Previous studies used DFT method to calculate the diffusivity of Cs in bulk 3C-SiC and Σ5 grain boundary9,52, and the calculated values are much lower than the experimental data. In contrast, simulations of Cs diffusion along HEGBs (usually treated as highly disordered structures)5,10 produced results closer to experiments, supporting the validity and rationality of the aSiC based modeling approach in this work. A key innovation of this study lies in the development of MLIPs (MTP-a and MTP-GB) suitable for the aSiC-Cs system and polycrystalline SiC-Cs system. Our potentials enable accurate description of highly disordered atomic environments while enabling long-timescale diffusion simulations with high precision. Our results further support the view that in the SiC layer of TRISO particles, structural features such as locally amorphous regions, irradiation-induced defect clusters, and HEGBs may act as fast diffusion pathways for fission products10,14,53,54,55.

It should be pointed out that this study only focuses on the diffusion of Cs in aSiC and polycrystalline SiC containing HEGBs, while real SiC layers exhibit diverse types of grain boundary structures. Unlike HEGBs, coherent grain boundaries (such as Σ3 and Σ5) and low angle grain boundaries feature more ordered atomic arrangements, thus may significantly decrease Cs diffusivities. This omission of diverse grain boundary types also explains why the calculated Deff values in this work are still larger than the experimental values, since real SiC layers contain a lower fraction of HEGBs. Future work could further construct a more complex polycrystalline SiC that incorporates diverse grain boundary types and study the influence of grain boundary types on Cs diffusivity. Furthermore, from an experimental perspective, using characterization techniques such as electron backscatter diffraction to accurately determine the fraction of HEGBs in SiC layers of TRISO particles could also be done.

Local environment for Cs in SiC

To investigate the diffusion mechanism of Cs, we systematically analyzed the local environments of Cs. The partial radial distribution functions (RDFs) of Cs were calculated and shown in Fig. 7. The RDFs of amorphous SiC were also computed (Fig. S13), and the results are consistent with previous studies17,56,57. Results in Fig. 7a, b reveal that for aSiC system with the same density, temperature variation has no significant effect on the RDFs of Cs-C and Cs-Si. This may be attributed to the high stability of the atomic structure within the studied temperature range, where atomic thermal vibrations do not significantly change the short-range ordered structure. To assess the influence of the density of aSiC on the local environment of Cs, we selected the simulation results at 1773 K as an example and plotted the Cs-C and Cs-Si RDFs in Fig. 7c, d. The results show that as density decreases, the positions of the first peaks in both Cs-C and Cs-Si RDFs shift to longer distances, and the peak shapes become broader and less sharp. This indicates an increase in the average distance between Cs and its neighbor atoms and a higher local disorder.

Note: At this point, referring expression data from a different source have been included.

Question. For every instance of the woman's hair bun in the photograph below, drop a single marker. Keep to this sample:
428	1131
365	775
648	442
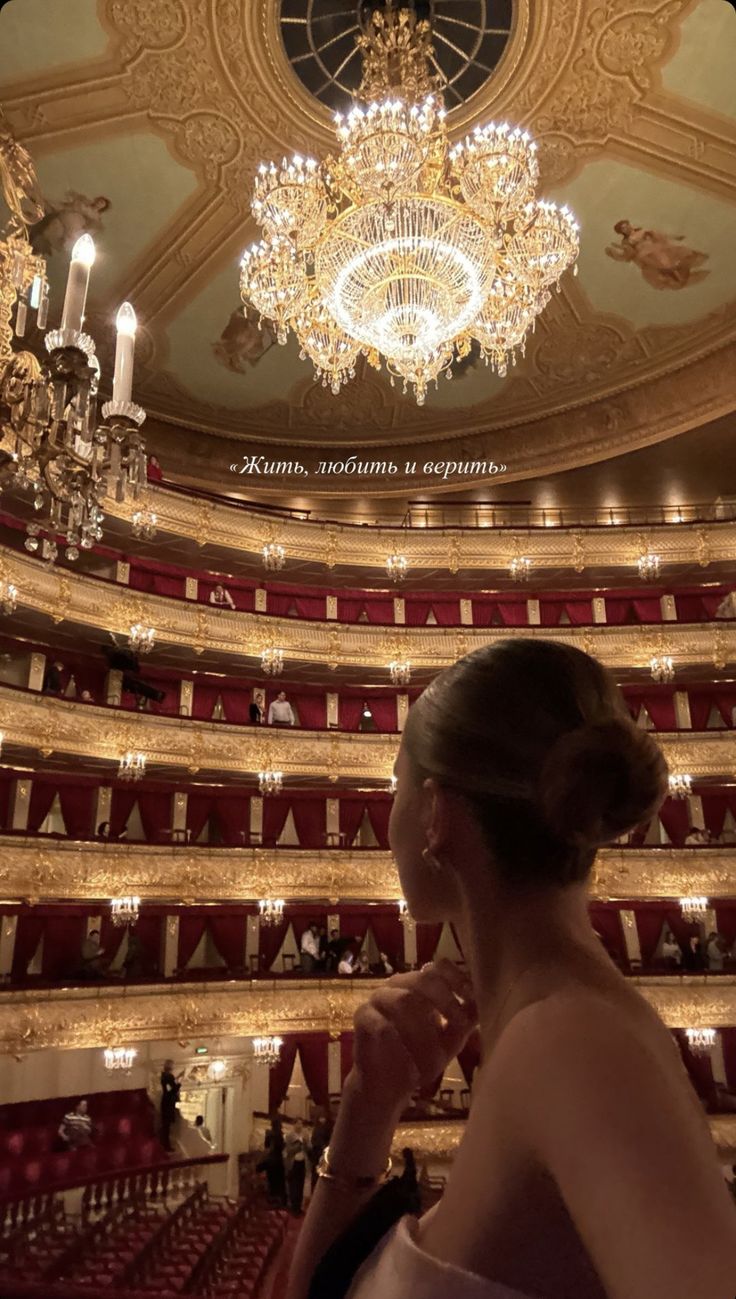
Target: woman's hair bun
601	780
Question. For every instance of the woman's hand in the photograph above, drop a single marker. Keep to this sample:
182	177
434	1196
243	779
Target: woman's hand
410	1029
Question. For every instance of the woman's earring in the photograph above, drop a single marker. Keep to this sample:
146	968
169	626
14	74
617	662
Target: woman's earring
431	860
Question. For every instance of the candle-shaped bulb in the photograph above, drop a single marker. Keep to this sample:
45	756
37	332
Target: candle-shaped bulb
126	320
77	283
85	251
125	350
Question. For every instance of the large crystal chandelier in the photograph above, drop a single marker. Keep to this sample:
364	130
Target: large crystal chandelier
52	446
400	247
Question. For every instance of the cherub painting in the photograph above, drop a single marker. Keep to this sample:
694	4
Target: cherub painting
242	343
663	260
64	221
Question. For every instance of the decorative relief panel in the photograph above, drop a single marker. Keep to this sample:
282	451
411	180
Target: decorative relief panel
81	1017
74	872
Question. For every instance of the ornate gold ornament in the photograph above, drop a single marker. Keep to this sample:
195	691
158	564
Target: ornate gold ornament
51	443
400	247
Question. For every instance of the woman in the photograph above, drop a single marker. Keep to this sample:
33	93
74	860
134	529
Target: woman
587	1169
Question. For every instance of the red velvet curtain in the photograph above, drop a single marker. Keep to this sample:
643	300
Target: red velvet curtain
379	816
427	939
606	922
121	807
675	816
27	937
192	925
351	816
204	698
649	924
156	813
279	1076
199	811
349	712
270	938
62	939
275	812
77	809
43	794
313	1055
384	713
309	819
229	935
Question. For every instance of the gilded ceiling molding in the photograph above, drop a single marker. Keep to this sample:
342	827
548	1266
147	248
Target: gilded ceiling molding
55	725
438	1142
66	870
91	1017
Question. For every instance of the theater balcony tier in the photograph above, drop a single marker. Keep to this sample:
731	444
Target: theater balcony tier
68	729
438	1142
218	635
31	869
70	1017
488	543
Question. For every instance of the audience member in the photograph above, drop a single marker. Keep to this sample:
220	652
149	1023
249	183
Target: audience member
281	713
715	950
295	1163
318	1145
52	682
273	1165
384	964
75	1128
693	959
309	948
334	950
92	954
221	596
671	951
170	1089
201	1128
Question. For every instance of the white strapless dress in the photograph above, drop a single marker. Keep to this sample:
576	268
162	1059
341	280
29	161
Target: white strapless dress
399	1268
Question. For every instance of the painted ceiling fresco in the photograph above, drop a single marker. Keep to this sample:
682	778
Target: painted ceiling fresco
147	122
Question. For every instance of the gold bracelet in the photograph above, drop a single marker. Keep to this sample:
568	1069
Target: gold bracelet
351	1184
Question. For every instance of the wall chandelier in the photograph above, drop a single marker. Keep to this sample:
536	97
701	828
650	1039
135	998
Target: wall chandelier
662	668
274	557
401	247
268	1050
701	1041
680	786
695	909
270	911
648	567
142	638
270	782
397	567
273	661
400	670
52	446
125	911
120	1059
131	767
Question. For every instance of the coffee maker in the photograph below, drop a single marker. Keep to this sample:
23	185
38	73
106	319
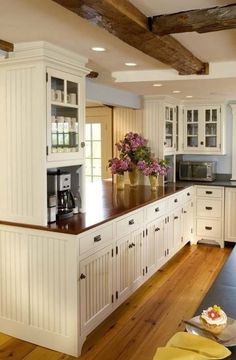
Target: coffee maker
65	198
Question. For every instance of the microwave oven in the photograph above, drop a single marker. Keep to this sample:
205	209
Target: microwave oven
197	170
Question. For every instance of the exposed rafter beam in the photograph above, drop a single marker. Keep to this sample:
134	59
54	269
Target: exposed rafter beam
202	21
127	23
6	46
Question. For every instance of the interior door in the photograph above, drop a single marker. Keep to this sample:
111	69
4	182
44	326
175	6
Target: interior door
98	139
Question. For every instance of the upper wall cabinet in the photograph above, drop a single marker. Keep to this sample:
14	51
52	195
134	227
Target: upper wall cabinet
203	130
37	115
65	137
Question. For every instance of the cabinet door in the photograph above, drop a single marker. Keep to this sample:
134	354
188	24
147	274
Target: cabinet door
160	239
122	280
64	116
177	229
136	259
230	214
211	129
95	278
169	131
202	129
191	128
187	222
150	241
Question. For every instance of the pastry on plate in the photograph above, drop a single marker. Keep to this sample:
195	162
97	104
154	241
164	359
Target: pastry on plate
214	319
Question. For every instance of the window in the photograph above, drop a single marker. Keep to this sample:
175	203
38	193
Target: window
93	171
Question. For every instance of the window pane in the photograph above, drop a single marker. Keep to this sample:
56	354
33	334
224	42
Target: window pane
97	167
88	132
96	149
88	167
96	128
88	149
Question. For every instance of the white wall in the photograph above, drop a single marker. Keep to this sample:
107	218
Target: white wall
112	96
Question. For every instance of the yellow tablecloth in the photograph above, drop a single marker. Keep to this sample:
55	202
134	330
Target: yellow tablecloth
187	346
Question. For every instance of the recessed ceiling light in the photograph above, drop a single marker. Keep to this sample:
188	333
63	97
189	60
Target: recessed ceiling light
130	64
98	48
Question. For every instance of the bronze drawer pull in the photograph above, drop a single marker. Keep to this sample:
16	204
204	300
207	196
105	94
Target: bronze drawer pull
97	238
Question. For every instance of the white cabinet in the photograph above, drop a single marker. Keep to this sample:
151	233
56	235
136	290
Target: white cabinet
65	118
210	214
129	255
169	128
95	288
26	111
203	132
230	214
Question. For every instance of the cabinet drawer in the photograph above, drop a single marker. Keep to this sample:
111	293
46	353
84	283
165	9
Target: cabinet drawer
155	210
129	223
175	200
209	228
210	192
187	194
209	208
94	239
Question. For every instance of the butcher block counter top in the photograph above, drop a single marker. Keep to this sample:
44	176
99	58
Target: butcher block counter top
104	203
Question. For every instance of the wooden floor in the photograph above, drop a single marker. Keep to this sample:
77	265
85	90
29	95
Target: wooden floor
148	318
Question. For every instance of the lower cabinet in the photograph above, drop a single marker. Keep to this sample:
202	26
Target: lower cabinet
128	264
230	214
210	214
95	288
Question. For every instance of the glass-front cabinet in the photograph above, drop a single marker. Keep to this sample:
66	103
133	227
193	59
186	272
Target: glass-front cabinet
64	112
202	129
170	130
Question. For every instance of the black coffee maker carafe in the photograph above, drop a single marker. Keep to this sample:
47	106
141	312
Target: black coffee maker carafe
65	198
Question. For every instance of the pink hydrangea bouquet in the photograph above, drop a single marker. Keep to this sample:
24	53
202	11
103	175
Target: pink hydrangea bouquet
119	166
134	147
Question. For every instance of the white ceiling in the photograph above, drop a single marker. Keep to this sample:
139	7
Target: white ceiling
33	20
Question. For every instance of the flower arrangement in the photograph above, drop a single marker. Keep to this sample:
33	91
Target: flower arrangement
134	147
119	166
153	167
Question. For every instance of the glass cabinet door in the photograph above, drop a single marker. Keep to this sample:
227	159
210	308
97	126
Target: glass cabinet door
211	128
64	115
169	127
192	128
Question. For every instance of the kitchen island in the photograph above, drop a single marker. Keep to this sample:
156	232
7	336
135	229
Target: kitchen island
60	281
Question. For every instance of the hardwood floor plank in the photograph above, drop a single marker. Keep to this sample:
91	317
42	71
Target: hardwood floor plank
148	318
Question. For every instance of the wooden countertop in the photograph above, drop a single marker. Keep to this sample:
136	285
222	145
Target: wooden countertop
104	203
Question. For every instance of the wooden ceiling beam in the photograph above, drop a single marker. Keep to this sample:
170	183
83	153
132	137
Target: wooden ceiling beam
6	46
202	20
126	22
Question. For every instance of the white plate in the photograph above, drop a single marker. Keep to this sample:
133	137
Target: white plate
228	333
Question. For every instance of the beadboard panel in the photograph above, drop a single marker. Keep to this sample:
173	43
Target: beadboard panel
22	130
48	267
14	300
124	121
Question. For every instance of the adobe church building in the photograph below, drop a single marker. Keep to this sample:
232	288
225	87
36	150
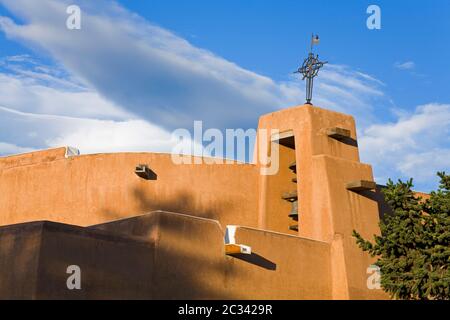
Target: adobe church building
139	226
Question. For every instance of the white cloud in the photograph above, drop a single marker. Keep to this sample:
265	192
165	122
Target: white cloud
415	145
408	65
8	148
122	84
161	77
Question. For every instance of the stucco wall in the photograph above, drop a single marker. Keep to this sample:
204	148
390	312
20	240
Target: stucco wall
90	189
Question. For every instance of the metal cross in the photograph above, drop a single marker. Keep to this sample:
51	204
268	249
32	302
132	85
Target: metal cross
310	69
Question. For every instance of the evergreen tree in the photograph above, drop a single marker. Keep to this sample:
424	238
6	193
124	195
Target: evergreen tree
414	247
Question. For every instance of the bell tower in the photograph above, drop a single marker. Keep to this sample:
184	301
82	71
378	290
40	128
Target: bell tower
321	191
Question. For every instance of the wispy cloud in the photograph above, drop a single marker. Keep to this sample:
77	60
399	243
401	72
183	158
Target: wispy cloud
416	145
408	65
122	84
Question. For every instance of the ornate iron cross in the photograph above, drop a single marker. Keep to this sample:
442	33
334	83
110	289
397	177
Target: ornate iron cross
310	69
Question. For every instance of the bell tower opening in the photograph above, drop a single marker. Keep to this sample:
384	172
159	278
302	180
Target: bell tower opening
282	198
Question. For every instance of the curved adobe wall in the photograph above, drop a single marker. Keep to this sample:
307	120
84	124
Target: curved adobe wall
91	189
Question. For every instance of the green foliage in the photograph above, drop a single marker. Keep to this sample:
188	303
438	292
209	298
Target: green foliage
414	248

Such changes directly arise from the decrease in system density, which increases the average interatomic spacing and broadens the spatial distribution of the nearest neighbors. Consequently, the amplitude of atomic fluctuations around their equilibrium positions increases, causing the broadening and rightward shift of the first peak in the RDFs.

Fig. 7: The partial radial distribution functions (RDFs) of Cs.
Fig. 7: The partial radial distribution functions (RDFs) of Cs.
Full size image

a Cs-C pair and b Cs-Si pair of 2.8 g/cm3 aSiC at different temperatures; c Cs-C pair and d Cs-Si pair of aSiC with different densities at 1773 K.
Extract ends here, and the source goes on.